Так и подмывало сказать: «Где тут мужчина? Я вижу только мальчика». Язвительность — это моя защитная реакция, ага. Вот только серьезность и пустота в глазах парня не давали обозвать его ребенком. Потому что он им не был… Но меня настораживало кое-что. Почему Фран, который, помнится, не страдал замашками Принца и в третьем лице о себе не говорил, постоянно звал себя «Лягушонком»? Почему он не говорил «я»? Что-то тут не чисто… Да с ним вообще всё «не чисто», право слово!

Я закатила глаза и, повернувшись к нему спиной, приподняла футболку. Благо рана находилась чуть выше пояса, и комбинезон ее не закрывал. Хотя, может, если бы «поджарился» именно комбинезон, до спины моей «готовка» так и не дошла бы… Но «если бы да кабы — выросли бы во рту грибы», и мне приходилось стоять с задранной футболкой перед новоявленным лекарем недоучкой.

— В нашем полку прибыло, Фран, — усмехнулась я, как только марля, смоченная ледяной водой, коснулась моей спины.

— Лягушонок сам по себе, — ответил иллюзионист безразлично.
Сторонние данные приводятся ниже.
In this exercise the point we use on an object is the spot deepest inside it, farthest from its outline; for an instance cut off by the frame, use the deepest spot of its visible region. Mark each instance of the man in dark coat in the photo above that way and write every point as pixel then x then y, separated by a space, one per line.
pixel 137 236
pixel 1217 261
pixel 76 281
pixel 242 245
— Ага, — кивнула я, — только ты сейчас начинающий медик без диплома. Прямо как я. Так что — с пополнением наши стройные ряды.

— Ряды? — протянул парень, отлепляя марлю, снова охлаждая ее в миске с водой и осторожно прикладывая к моей спине. — Множественное число неуместно в данном случае. Или тебя много?

— Не-а, я была одна, — пожала плечами я. — На ферме — точно. Но теперь нас двое, а двое — это уже толпа.

— Потому лучше быть одному. Не люблю толпы — слишком шумно, — разоткровенничался временный Айболит.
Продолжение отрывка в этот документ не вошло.